The fundametal method to convert a hex to base64 in python3

1k Views Asked by At

I want to convert a given hex into base64 (in python without using any libraries). As I learned from other stackoverflow answers, we can either group 3 hex (12 bits i.e. 4 bits each) to get 2 base64 values (12 bits i.e. 6 bits each). And also we can group 6 hex(24 bits) into 4 base64 values (24 bits).

The standard procedure is to append all the binary bits of hexs together and start grouping from left in packets of 6.

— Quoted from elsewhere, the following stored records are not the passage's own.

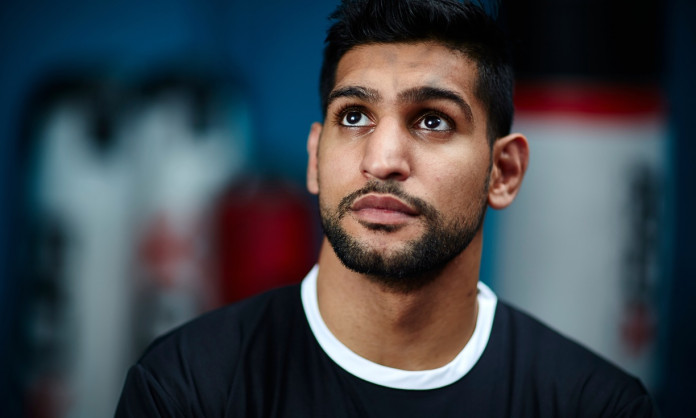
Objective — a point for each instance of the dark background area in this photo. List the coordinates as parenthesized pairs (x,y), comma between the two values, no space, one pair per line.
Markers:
(272,49)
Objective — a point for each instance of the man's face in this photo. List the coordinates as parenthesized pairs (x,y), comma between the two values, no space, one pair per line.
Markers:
(402,162)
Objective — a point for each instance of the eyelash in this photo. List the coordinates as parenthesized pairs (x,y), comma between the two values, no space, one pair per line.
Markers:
(343,110)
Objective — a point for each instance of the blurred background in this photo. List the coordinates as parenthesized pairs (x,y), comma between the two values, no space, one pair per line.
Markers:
(153,158)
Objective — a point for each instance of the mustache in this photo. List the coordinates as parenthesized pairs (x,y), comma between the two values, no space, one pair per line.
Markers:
(386,187)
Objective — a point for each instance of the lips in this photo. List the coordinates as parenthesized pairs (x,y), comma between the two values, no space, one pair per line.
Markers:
(383,203)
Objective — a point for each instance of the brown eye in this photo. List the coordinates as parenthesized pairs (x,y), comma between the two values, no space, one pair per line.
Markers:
(355,118)
(434,123)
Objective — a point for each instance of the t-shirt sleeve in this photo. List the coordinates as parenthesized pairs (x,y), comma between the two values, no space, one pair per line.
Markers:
(640,407)
(144,396)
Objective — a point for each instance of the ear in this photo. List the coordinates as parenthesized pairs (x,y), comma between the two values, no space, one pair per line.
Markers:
(312,163)
(510,158)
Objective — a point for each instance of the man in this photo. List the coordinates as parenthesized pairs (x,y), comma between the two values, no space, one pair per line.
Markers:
(392,321)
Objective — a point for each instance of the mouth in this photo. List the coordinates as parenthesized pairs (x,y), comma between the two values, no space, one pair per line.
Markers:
(382,209)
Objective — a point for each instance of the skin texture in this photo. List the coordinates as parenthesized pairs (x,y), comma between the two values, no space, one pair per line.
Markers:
(406,115)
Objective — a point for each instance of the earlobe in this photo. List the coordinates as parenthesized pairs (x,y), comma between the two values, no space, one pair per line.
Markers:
(510,158)
(312,163)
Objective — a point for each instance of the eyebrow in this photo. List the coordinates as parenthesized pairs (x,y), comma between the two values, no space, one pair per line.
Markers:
(413,95)
(357,92)
(422,94)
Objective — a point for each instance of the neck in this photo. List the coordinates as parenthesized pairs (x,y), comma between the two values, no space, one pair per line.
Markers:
(417,330)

My question is regarding the situation we need padding for: (Assuming we are converting 3 hex into 2 base64) There will arise a situation when we are left with only 2 or 1 hex values to convert. Take the example below:

'a1' to base64

10100001 (binary of a1)

101000 01(0000) //making groups of 6 and adding additional 0's where required

This gives "oQ"the answer which is at some place(oQ==) and something different in other place(wqE=)

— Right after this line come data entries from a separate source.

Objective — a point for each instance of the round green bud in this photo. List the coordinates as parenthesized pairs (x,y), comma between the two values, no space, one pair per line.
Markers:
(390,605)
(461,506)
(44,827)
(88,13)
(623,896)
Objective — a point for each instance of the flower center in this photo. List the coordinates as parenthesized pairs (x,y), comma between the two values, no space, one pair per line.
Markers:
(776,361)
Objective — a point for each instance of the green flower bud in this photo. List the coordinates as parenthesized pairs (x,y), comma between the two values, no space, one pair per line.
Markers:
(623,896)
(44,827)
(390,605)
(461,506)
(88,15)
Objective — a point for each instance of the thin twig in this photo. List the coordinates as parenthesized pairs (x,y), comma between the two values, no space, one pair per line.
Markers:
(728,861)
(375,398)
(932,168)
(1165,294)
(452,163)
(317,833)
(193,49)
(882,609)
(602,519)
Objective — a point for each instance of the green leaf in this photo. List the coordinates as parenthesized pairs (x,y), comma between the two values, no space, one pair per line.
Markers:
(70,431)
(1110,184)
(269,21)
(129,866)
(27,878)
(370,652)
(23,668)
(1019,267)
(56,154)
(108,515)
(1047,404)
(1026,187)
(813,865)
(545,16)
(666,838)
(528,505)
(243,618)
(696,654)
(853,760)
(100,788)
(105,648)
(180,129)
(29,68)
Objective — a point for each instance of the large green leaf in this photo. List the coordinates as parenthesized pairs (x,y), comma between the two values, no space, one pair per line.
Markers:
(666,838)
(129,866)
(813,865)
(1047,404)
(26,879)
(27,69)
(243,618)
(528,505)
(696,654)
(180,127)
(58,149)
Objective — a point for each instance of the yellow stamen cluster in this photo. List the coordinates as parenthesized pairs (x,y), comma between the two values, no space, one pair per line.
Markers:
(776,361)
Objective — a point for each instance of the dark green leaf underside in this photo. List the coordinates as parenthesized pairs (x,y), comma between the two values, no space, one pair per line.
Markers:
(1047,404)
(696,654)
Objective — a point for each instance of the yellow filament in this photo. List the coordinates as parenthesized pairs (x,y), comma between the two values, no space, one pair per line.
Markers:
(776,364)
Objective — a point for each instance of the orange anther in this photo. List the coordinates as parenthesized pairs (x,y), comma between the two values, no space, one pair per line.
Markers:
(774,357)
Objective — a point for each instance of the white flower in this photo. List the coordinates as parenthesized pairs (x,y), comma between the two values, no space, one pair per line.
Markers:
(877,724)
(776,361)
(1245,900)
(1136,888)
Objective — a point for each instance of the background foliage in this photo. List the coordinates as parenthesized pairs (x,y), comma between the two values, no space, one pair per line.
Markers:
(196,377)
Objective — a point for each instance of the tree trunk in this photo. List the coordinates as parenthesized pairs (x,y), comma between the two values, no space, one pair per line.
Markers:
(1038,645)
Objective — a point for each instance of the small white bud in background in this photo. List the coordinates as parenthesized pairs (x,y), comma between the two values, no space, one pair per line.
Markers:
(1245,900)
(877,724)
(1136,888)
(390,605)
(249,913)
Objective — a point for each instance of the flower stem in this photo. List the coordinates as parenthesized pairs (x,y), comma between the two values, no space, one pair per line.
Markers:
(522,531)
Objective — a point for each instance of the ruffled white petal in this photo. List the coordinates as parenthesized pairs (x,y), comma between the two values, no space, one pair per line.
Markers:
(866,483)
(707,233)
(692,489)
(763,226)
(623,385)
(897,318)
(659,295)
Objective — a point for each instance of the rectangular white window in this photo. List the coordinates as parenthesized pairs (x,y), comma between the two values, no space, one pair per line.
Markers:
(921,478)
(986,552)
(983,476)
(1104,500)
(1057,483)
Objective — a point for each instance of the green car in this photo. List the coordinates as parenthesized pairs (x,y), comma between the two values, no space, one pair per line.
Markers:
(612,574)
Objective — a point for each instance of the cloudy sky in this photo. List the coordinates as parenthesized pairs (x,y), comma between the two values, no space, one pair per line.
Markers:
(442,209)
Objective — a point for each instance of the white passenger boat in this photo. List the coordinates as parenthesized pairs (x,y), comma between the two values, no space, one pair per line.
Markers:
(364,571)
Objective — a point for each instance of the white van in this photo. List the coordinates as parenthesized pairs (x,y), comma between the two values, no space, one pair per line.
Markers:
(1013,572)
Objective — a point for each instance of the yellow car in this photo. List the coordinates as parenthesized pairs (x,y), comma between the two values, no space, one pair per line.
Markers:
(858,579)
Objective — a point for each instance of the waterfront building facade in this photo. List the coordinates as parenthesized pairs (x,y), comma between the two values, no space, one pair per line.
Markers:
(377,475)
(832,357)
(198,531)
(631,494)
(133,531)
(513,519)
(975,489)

Q1. Which of the two sources are giving the correct answer? Why the other one is wrong being a good online decoder?

Q2. How do we realise the number of '=' here? (We could have just add sufficient 0's wherever needed as in example above, and thus ending the answer to be just oQ here and not oQ== , assuming oQ== is correct)

My concept is that: if the hex is of length 2 (rather than 3) we pad with a single = (hence complying with the answer wqE= in above case) , else if the hex is of length 1 ( rather than 3), we pad with double ='s.

At the same time, I am confused that, if 3 hex is converted into 2 base64, we would never need two ='s.

'a' to base64

1010 (binary of a)

Q3. How to convert hex 'a' to base64.

1

There are 1 best solutions below

0
On

Base64 is defined by RFC 4648 as being "designed to represent arbitrary sequences of octets". Octet is a unit of 8 bits, in practice synonymous with byte. When your input is in the form of a hex string, your first step should be to decode it into a byte string. You need two hex characters for each byte. If the length of the input is odd, the reasonable course of action is to raise an error.

To address you numbered questions:

Q1: Even while going to implement you own encoder, you can make use of Python standard library to investigate. Decoding the two results back to bytes gives:

>>> import base64
>>> base64.b64decode(b'oQ==')
b'\xa1'
>>> base64.b64decode(b'wqE=')
b'\xc2\xa1'

So, oQ== is correct, while wqE= has a c2 byte added in front. I can guess that it is the result of applying UTF-8 encoding before Base64. To confirm:

>>> '\u00a1'.encode('utf-8')
b'\xc2\xa1'

Q2: The rules for padding are detailed in the RFC.

Q3: This is ambiguous and you are right to be confused.